A month or so ago, I announced that I had started a book tentatively titled Not the New Adventures of Sherlock Holmes.  It's clawing it's way out of me bit by bit.  I'm losing weight which I assume is a good thing, since I was a fat cow before I started this book.  I  now have 13 chapters and a prologue, but I think the final chapter at the end of Part I is going to need a total rewrite. Oh, joy.

I've read so many books on how to write books that I thought I knew what I was doing.  Now I don't harbor such illusions.  I haven't a clue as to what I'm doing.  For example, successful authors like Stephen King advise that writers write their complete first draft as quickly as they can, stick it in a drawer for two weeks, and THEN go back to fix any mistakes.

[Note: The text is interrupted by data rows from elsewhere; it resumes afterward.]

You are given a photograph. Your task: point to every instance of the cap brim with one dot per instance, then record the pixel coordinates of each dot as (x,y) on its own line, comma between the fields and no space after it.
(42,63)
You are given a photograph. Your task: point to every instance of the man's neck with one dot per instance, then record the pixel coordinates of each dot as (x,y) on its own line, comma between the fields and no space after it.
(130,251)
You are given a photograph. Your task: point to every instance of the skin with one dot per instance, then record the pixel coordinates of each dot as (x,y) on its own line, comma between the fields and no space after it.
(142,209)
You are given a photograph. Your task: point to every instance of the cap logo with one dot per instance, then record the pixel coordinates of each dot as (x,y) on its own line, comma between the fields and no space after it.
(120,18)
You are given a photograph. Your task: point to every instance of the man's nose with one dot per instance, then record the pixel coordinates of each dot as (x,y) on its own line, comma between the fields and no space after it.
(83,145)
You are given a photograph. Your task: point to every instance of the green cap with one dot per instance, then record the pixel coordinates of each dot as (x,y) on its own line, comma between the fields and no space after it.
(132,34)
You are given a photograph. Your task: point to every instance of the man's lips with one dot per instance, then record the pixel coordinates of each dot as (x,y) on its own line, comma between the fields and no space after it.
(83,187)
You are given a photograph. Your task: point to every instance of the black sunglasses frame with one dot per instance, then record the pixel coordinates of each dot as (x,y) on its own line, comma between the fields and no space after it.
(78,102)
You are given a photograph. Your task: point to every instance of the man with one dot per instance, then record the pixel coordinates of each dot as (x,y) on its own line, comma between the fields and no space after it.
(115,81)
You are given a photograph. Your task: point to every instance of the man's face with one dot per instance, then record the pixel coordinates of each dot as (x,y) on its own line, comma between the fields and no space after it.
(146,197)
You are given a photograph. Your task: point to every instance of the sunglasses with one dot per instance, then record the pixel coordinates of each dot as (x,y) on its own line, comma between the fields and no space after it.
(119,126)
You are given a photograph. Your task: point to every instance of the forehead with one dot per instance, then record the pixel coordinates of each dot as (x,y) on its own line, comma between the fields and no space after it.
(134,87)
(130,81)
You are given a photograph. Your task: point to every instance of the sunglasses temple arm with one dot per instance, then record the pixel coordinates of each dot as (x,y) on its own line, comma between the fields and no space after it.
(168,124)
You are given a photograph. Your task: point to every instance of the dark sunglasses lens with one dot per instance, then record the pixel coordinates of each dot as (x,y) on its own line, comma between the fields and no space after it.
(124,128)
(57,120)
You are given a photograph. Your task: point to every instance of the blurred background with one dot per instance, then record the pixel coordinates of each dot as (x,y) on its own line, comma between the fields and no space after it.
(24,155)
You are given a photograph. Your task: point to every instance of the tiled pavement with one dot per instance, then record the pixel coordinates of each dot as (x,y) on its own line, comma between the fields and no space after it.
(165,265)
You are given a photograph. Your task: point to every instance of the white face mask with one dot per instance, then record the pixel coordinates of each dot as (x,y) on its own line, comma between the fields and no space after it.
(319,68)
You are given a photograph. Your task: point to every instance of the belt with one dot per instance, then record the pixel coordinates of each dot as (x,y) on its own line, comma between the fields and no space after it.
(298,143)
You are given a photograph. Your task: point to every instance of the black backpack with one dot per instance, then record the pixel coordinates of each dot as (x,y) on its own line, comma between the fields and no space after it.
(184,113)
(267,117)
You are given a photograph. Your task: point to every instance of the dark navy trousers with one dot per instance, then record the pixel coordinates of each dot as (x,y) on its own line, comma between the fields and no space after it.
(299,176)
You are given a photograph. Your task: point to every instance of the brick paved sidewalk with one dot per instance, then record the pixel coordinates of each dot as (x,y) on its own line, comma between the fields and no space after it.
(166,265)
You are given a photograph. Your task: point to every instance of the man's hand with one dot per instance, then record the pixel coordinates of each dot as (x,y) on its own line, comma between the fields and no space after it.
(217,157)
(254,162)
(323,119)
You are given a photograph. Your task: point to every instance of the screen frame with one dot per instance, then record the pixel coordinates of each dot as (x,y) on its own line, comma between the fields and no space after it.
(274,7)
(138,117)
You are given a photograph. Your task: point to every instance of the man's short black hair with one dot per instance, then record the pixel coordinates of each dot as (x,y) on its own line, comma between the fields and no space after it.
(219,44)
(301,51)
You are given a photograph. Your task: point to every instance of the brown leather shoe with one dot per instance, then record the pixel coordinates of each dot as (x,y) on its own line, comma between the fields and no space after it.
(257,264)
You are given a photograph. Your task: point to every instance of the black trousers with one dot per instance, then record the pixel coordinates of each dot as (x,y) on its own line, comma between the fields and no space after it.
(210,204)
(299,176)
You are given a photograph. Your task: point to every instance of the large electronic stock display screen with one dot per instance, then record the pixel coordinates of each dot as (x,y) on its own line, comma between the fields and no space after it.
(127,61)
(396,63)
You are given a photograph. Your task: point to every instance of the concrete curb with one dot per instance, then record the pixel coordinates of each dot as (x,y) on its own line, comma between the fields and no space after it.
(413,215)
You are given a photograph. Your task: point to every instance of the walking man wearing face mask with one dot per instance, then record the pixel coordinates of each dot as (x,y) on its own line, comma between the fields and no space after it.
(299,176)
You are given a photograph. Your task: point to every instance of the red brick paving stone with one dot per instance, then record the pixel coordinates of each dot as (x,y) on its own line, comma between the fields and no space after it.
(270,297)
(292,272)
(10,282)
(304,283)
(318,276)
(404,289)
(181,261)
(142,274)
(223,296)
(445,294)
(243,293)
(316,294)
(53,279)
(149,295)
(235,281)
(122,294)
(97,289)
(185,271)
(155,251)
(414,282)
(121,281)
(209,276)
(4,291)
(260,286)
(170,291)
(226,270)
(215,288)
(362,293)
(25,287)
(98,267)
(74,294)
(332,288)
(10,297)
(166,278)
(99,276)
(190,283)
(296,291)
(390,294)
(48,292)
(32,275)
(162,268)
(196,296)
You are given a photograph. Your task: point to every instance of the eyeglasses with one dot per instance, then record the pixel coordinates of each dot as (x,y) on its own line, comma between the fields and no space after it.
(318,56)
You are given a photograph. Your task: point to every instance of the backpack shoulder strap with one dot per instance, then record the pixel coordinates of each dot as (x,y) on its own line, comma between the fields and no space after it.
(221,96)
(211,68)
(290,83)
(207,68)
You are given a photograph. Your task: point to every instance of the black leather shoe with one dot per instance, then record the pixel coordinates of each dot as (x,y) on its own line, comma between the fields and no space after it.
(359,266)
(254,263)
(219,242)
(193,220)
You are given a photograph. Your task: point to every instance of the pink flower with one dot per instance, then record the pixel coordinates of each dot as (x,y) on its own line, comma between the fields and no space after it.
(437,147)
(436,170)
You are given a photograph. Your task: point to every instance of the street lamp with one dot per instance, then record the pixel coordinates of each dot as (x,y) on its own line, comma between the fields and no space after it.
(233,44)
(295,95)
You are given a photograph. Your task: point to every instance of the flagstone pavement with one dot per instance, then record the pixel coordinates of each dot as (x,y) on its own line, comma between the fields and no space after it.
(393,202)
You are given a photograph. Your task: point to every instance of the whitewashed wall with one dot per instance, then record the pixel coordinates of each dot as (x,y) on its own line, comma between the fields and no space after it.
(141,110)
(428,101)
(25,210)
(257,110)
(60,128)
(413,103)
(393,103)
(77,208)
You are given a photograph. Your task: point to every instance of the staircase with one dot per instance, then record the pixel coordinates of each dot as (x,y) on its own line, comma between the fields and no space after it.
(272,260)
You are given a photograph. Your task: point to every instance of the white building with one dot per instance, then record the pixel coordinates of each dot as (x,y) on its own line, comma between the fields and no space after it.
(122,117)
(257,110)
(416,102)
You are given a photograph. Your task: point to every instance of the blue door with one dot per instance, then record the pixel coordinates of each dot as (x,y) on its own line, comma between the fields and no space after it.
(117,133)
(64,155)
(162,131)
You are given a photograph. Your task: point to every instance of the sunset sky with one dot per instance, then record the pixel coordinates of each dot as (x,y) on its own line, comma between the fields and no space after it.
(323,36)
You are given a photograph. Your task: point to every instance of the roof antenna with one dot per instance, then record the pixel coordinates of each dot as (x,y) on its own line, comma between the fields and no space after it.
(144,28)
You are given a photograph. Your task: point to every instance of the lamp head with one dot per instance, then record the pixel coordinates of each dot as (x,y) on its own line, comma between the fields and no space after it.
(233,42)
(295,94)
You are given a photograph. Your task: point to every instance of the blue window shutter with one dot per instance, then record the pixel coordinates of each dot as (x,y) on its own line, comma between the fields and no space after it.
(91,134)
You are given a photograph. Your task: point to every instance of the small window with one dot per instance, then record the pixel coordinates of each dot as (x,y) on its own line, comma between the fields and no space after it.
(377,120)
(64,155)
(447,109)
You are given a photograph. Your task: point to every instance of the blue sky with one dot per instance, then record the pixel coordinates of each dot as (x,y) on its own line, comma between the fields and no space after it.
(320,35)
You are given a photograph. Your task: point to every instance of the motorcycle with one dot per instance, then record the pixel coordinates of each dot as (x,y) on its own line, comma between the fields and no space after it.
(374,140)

I just can't do that.  Perhaps I'm too anal.  I don't know.  It's just that those mistakes get into my head and in front of my eyes and I can't write another damn word until I go back and fix the damn thing.  This puts me behind schedule.  I was hoping to finish the first draft by May, but that's probably not going to happen. 

And then there's my muse.  I've told you about my muse before.  He's a cranky bastard.  He hasn't a clue as to how a mystery book is to be written and he really doesn't give a damn.  He won't keep regular hours and when he does it's usually from about 10 pm to 3 in the morning.  Now, the way you are supposed to write a mystery book is to figure out the crime first (motive, whodunit and how he or she hides the facts) and then fill in the rest.  So, you really need to write the story backwards.

However, that approach ain't flying with my muse.  He wants to tell the story in the way he found out the facts.  I also tell him that I  need to somehow have time to write non-fiction articles and  promote them online in  order to make money so I afford to argue with my imaginary muse.

But if you start to argue, he goes away in a snit for three days.  You just can't argue with a muse because you never win.  No wonder I'm so damn tired all of the time.